Your Customer Service Can’t Just be Reactive
Now that more interactions between customers and companies are taking place in public forums, being proactive has become increasingly important. Today business has to contend with customer reviews coming via social media, online review sites, and beyond.
This has made the Customer Service stakes for your business higher than ever. The attention given to your user experience is an investment in your businesses future. Even with renewed focus, the vast majority of customer service resources are still reactive.
Everyone wants to know, “How can we best interact with customers who are seeking help, or who have complained?” This is the approach of most businesses, waiting then reacting to feedback they receive.
It’s an outdated idea and approach which fails to make your customer service part of a better user experience. Today, customer service has become a spectator sport with so much of it playing out in the public digital world of Facebook, Twitter, and other social media venues.
Your ability to handle customer questions and complaints better and faster will have a material impact on your business. The best way to build your business and improve your customer experience isn’t to get better at reactive service. Instead embrace providing a more PROACTIVE customer service.
Providing Information Creates Proactive Customer Service
The best complaint is the one that never has to be delivered? You and your team already know what your customers are likely to complain about. Despite a few outliers, most of your complaints over time fall into a few specific types that happen over and over.
Even though you know what your customers struggle with, you need to put your energy into getting out in front of these issues. Often what creates these complaints can be fixed, sometimes simply by providing more information.
Proactive Customer Service on My Sink
Proactive customer service is critical for the continued success of tour company. Nearly every business has similar and recurring customer satisfaction issues. You must more effectively communicate with your customers to remove any knowledge gaps. Doing this may solve many problems before your customer has the opportunity to complain.
Recently while on vacation in Palm Springs I something caught my attention. As I was getting dressed to go to dinner with my wife, I found an outstanding example of proactive customer service. Right there in my hotel room. On the bath vanity was this sign, helpfully placed by the Renaissance Hotel.
What a brilliant and proactive way to inform their guests. Because the water out of my bathroom faucet was cloudy. At first I found this a little disconcerting. However after reading the sign I felt informed and educated. I learned that the water was a natural, regional occurrence and the water was pure and full of “minerals required for healthy growth and development.”
One, simple sign turned my faucet water from a shortcoming to an elixir. I’m not sure how long the signs have been in place. But I can imagine how many calls were being placed to the front desk before the signs appeared.
The Renaissance is a large hotel, if only 20 percent of guests inquired about the water, you’d have dozens of calls every day. Because of their proactive approach to customer service, I’m sure they’ve reduced their calls to just a few, if any. This is a great example that showcases an innovative and proactive message turning a negative into a positive.
Proactive Customer Service Matters
Wade Lombard owns a moving company in Texas called Square Cow Movers. It’s a good business, competitive and more customer oriented than most moving companies.

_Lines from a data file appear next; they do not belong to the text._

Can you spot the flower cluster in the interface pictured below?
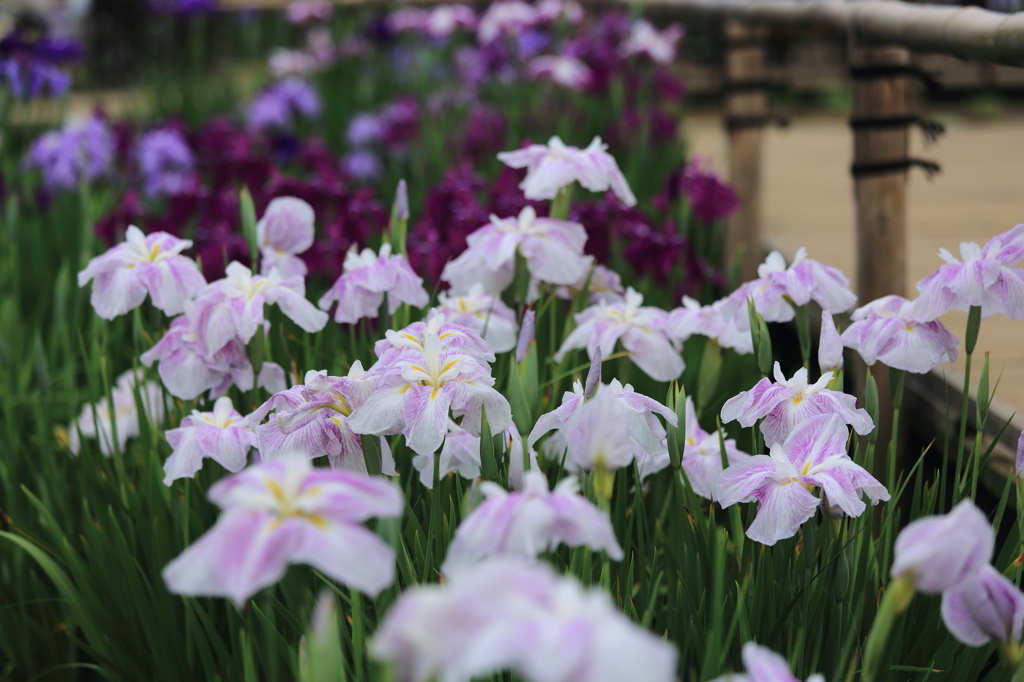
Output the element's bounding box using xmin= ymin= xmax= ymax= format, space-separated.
xmin=69 ymin=370 xmax=166 ymax=456
xmin=318 ymin=243 xmax=429 ymax=324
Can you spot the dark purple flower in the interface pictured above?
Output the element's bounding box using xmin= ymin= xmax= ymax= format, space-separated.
xmin=654 ymin=68 xmax=686 ymax=103
xmin=95 ymin=189 xmax=145 ymax=245
xmin=24 ymin=115 xmax=115 ymax=192
xmin=380 ymin=96 xmax=421 ymax=149
xmin=137 ymin=128 xmax=196 ymax=198
xmin=462 ymin=105 xmax=506 ymax=159
xmin=676 ymin=158 xmax=739 ymax=225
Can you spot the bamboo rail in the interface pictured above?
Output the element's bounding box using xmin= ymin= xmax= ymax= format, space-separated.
xmin=634 ymin=0 xmax=1024 ymax=67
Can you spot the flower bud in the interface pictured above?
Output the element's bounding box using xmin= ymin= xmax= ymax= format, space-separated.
xmin=890 ymin=499 xmax=993 ymax=594
xmin=818 ymin=310 xmax=843 ymax=373
xmin=942 ymin=564 xmax=1024 ymax=647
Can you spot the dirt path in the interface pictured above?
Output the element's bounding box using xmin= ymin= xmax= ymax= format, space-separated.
xmin=686 ymin=112 xmax=1024 ymax=419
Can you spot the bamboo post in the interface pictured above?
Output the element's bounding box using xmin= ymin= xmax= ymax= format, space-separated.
xmin=724 ymin=20 xmax=770 ymax=282
xmin=850 ymin=45 xmax=911 ymax=484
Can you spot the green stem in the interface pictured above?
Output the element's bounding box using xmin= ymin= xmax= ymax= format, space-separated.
xmin=861 ymin=574 xmax=916 ymax=682
xmin=955 ymin=351 xmax=974 ymax=494
xmin=549 ymin=183 xmax=574 ymax=221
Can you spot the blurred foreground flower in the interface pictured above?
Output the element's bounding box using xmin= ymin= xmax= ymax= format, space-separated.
xmin=710 ymin=642 xmax=824 ymax=682
xmin=371 ymin=558 xmax=677 ymax=682
xmin=942 ymin=564 xmax=1024 ymax=648
xmin=890 ymin=499 xmax=993 ymax=594
xmin=78 ymin=225 xmax=206 ymax=319
xmin=163 ymin=458 xmax=403 ymax=606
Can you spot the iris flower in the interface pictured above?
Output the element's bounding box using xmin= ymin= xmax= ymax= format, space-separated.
xmin=841 ymin=295 xmax=958 ymax=373
xmin=163 ymin=458 xmax=403 ymax=606
xmin=680 ymin=396 xmax=751 ymax=499
xmin=722 ymin=362 xmax=873 ymax=447
xmin=434 ymin=285 xmax=519 ymax=353
xmin=78 ymin=225 xmax=206 ymax=319
xmin=716 ymin=414 xmax=888 ymax=546
xmin=319 ymin=243 xmax=429 ymax=324
xmin=163 ymin=396 xmax=256 ymax=485
xmin=257 ymin=197 xmax=316 ymax=278
xmin=497 ymin=136 xmax=637 ymax=206
xmin=555 ymin=287 xmax=683 ymax=382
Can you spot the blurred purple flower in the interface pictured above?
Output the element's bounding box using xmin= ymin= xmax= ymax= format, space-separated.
xmin=516 ymin=29 xmax=550 ymax=59
xmin=247 ymin=78 xmax=321 ymax=132
xmin=24 ymin=115 xmax=115 ymax=192
xmin=137 ymin=128 xmax=196 ymax=198
xmin=150 ymin=0 xmax=218 ymax=15
xmin=342 ymin=150 xmax=383 ymax=182
xmin=347 ymin=113 xmax=386 ymax=147
xmin=0 ymin=30 xmax=81 ymax=99
xmin=462 ymin=105 xmax=506 ymax=159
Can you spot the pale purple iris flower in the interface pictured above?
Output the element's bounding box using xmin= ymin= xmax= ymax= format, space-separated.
xmin=441 ymin=470 xmax=622 ymax=575
xmin=716 ymin=414 xmax=888 ymax=546
xmin=840 ymin=295 xmax=958 ymax=373
xmin=371 ymin=558 xmax=678 ymax=682
xmin=1017 ymin=429 xmax=1024 ymax=479
xmin=412 ymin=419 xmax=481 ymax=487
xmin=442 ymin=206 xmax=592 ymax=296
xmin=434 ymin=285 xmax=519 ymax=353
xmin=413 ymin=422 xmax=538 ymax=490
xmin=69 ymin=370 xmax=166 ymax=456
xmin=497 ymin=136 xmax=637 ymax=207
xmin=680 ymin=396 xmax=751 ymax=500
xmin=24 ymin=115 xmax=114 ymax=192
xmin=818 ymin=311 xmax=844 ymax=373
xmin=668 ymin=295 xmax=753 ymax=354
xmin=78 ymin=225 xmax=206 ymax=319
xmin=346 ymin=113 xmax=385 ymax=147
xmin=347 ymin=325 xmax=511 ymax=457
xmin=249 ymin=366 xmax=397 ymax=475
xmin=721 ymin=361 xmax=873 ymax=447
xmin=536 ymin=0 xmax=583 ymax=22
xmin=319 ymin=243 xmax=429 ymax=325
xmin=719 ymin=249 xmax=857 ymax=339
xmin=620 ymin=19 xmax=685 ymax=64
xmin=342 ymin=150 xmax=383 ymax=182
xmin=163 ymin=458 xmax=403 ymax=606
xmin=370 ymin=314 xmax=497 ymax=373
xmin=190 ymin=262 xmax=328 ymax=352
xmin=476 ymin=1 xmax=541 ymax=44
xmin=257 ymin=197 xmax=316 ymax=279
xmin=140 ymin=309 xmax=254 ymax=401
xmin=890 ymin=499 xmax=994 ymax=594
xmin=257 ymin=361 xmax=289 ymax=395
xmin=556 ymin=287 xmax=684 ymax=382
xmin=942 ymin=564 xmax=1024 ymax=647
xmin=163 ymin=396 xmax=256 ymax=485
xmin=526 ymin=55 xmax=593 ymax=91
xmin=136 ymin=128 xmax=196 ymax=199
xmin=911 ymin=224 xmax=1024 ymax=321
xmin=710 ymin=642 xmax=824 ymax=682
xmin=530 ymin=376 xmax=677 ymax=478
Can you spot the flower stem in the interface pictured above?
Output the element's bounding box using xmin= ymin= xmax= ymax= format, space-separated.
xmin=861 ymin=574 xmax=916 ymax=682
xmin=549 ymin=183 xmax=574 ymax=221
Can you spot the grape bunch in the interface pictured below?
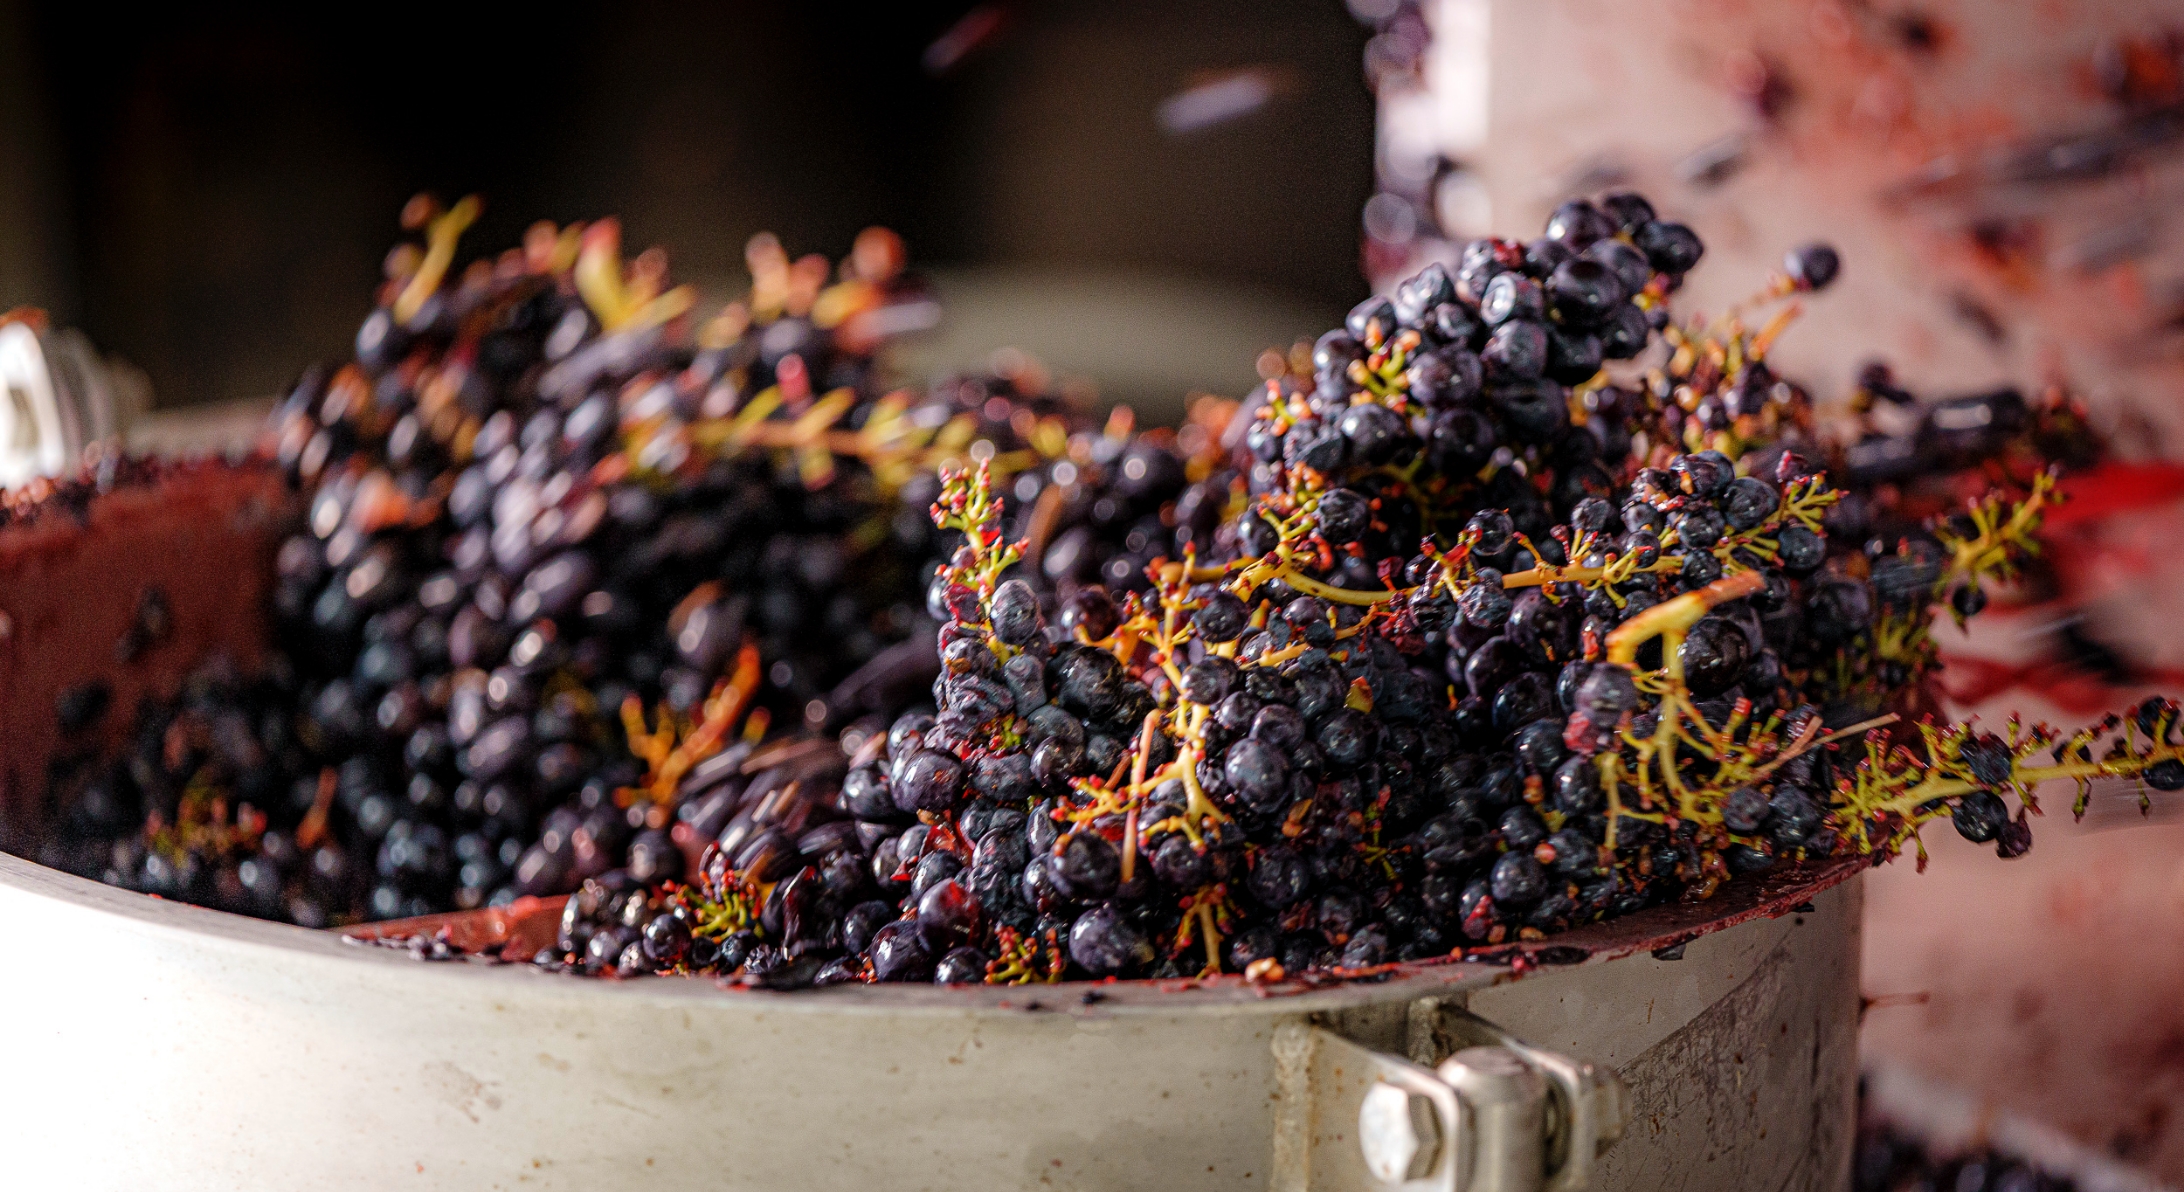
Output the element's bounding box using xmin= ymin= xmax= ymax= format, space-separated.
xmin=1841 ymin=364 xmax=2104 ymax=492
xmin=588 ymin=445 xmax=2168 ymax=986
xmin=255 ymin=205 xmax=958 ymax=921
xmin=47 ymin=199 xmax=1088 ymax=925
xmin=1597 ymin=240 xmax=1848 ymax=474
xmin=1824 ymin=368 xmax=2108 ymax=594
xmin=543 ymin=190 xmax=2182 ymax=987
xmin=1228 ymin=193 xmax=1699 ymax=582
xmin=967 ymin=396 xmax=1239 ymax=605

Wade discovered that his customers were leaving a lot of negative feedback. They were either complaining to him and his team members, or they were writing bad company reviews on Yelp. This confused Wade, he felt that his company was a solid operation with a strong commitment to giving customers a great experience.
He decided that he needed to dig deeper into the data. After compiling and studying the data he realized that there were almost zero complaints about moving. The complaints were mostly about related issues like show up times, parking, packing, and so forth.
This puzzled Wade because he felt that Square Cow worked hard to give their customers a great proactive customer service experience. After Square Cow customers paid their deposit and booked a moving date, they are sent a welcome kit explaining the moving process. Wade’s team also sends a reminder email seven days in advance of the move, including more helpful tips for their customers. Finally, the night before, a voicemail was sent to confirm the job details.
Even after doing all of this, his customers were complaining that they just DIDN’T KNOW what to expect. The company thought customers were adequately informed, but the customers thought they were under-informed. Their feelings created complaints.
And then Wade realized something. All of his customers are in the process of moving. When people move, they become a crazy people because it’s stressful to move. Noone handles moving without stress.
Wade recognized that even though the company was sending information, it wasn’t sinking in with their customers. Do you know how Square Cow reacted? They doubled everything, sending two welcome kits. They send two “here’s what to expect” emails. Two reminders in the last days. And guess what happened? All the complaints faded away.
Wade decided that no customer has ever said, “Please stop informing me so much.”
Your Customer Can Never Have Too Much Information
The message is that there’s no such thing as giving your customer too much information. It’s true if you run a moving company. Or just have cloudy water.
If you want to invest more time and money into your customer service, I agree with you 110 percent. But don’t neglect engaging in proactive customer service. You need to give your customers an experience that they will want to talk about. The results will transform your business.